The parent caller, `tcp_sendmsg_locked()`, is already
responsible for acquiring or validating the route (`dst_entry`).
If `dst` is `NULL`, `tcp_sendmsg_locked()` will correctly
derive the route before transmission.
This patch removes the `dst` validation from
`net_devmem_get_binding()`. The function now only validates
the existence of the binding and its TX vector, relying on the
calling context for device/route correctness. This allows
temporary route cache misses to be handled gracefully by the
TCP/IP stack without ENODEV error on the Devmem TX path.
Reported-by: Eric Dumazet <edumazet@google.com>
Reported-by: Vedant Mathur <vedantmathur@google.com>
Suggested-by: Eric Dumazet <edumazet@google.com>
Fixes: bd61848900bf ("net: devmem: Implement TX path")
Signed-off-by: Shivaji Kant <shivajikant@google.com>
---
net/core/devmem.c | 27 ++++++++++++++++++++++++---
1 file changed, 24 insertions(+), 3 deletions(-)

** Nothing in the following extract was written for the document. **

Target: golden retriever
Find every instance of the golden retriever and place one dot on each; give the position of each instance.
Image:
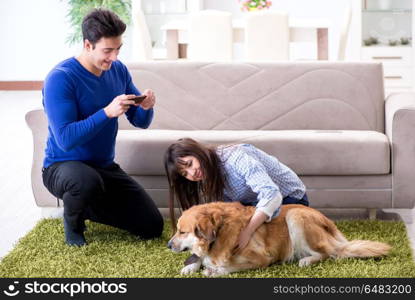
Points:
(301, 233)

diff --git a/net/core/devmem.c b/net/core/devmem.c
index d9de31a6cc7f..1d04754bc756 100644
--- a/net/core/devmem.c
+++ b/net/core/devmem.c
@@ -17,6 +17,7 @@
#include <net/page_pool/helpers.h>
#include <net/page_pool/memory_provider.h>
#include <net/sock.h>
+#include <net/tcp.h>
#include <trace/events/page_pool.h>
#include "devmem.h"
@@ -357,7 +358,8 @@ struct net_devmem_dmabuf_binding *net_devmem_get_binding(struct sock *sk,
unsigned int dmabuf_id)
{
struct net_devmem_dmabuf_binding *binding;
- struct dst_entry *dst = __sk_dst_get(sk);
+ struct net_device *dst_dev;
+ struct dst_entry *dst;
int err = 0;
binding = net_devmem_lookup_dmabuf(dmabuf_id);
@@ -366,16 +368,35 @@ struct net_devmem_dmabuf_binding *net_devmem_get_binding(struct sock *sk,
goto out_err;
}
+ rcu_read_lock();
+ dst = __sk_dst_get(sk);
+ /* If dst is NULL (route expired), attempt to rebuild it. */
+ if (unlikely(!dst)) {
+ if (inet_csk(sk)->icsk_af_ops->rebuild_header(sk)) {
+ err = -EHOSTUNREACH;
+ goto out_unlock;
+ }
+ dst = __sk_dst_get(sk);
+ if (unlikely(!dst)) {
+ err = -ENODEV;
+ goto out_unlock;
+ }
+ }
+
/* The dma-addrs in this binding are only reachable to the corresponding
* net_device.
*/
- if (!dst || !dst->dev || dst->dev->ifindex != binding->dev->ifindex) {
+ dst_dev = dst_dev_rcu(dst);
+ if (unlikely(!dst_dev) || unlikely(dst_dev != binding->dev)) {
err = -ENODEV;
- goto out_err;
+ goto out_unlock;
}
+ rcu_read_unlock();
return binding;
+out_unlock:
+ rcu_read_unlock();
out_err:
if (binding)
net_devmem_dmabuf_binding_put(binding);
--
2.51.1.838.g19442a804e-goog
^ permalink raw reply related [flat|nested] 5+ messages in thread* Re: [PATCH] net: devmem: Remove dst (ENODEV) check in net_devmem_get_binding
2025-10-28 6:07 [PATCH] net: devmem: Remove dst (ENODEV) check in net_devmem_get_binding Shivaji Kant
@ 2025-10-28 7:03 ` Eric Dumazet
2025-10-28 7:27 ` Shivaji Kant
2025-10-28 18:11 ` Bobby Eshleman
1 sibling, 1 reply; 5+ messages in thread
From: Eric Dumazet @ 2025-10-28 7:03 UTC (permalink / raw)
To: Shivaji Kant
Cc: netdev, David S . Miller, Jakub Kicinski, Paolo Abeni,
Simon Horman, Mina Almasry, Stanislav Fomichev, Pavel Begunkov,
Pranjal Shrivastava, Vedant Mathur
On Mon, Oct 27, 2025 at 11:07 PM Shivaji Kant <shivajikant@google.com> wrote:
>
> The Devmem TX binding lookup function, performs a strict
> check against the socket's destination cache (`dst`) to
> ensure the bound `dmabuf_id` corresponds to the correct
> network device (`dst->dev->ifindex == binding->dev->ifindex`).
>
> However, this check incorrectly fails and returns `-ENODEV`
> if the socket's route cache entry (`dst`) is merely missing
> or expired (`dst == NULL`). This scenario is observed during
> network events, such as when flow steering rules are deleted,
> leading to a temporary route cache invalidation.
>
> The parent caller, `tcp_sendmsg_locked()`, is already
> responsible for acquiring or validating the route (`dst_entry`).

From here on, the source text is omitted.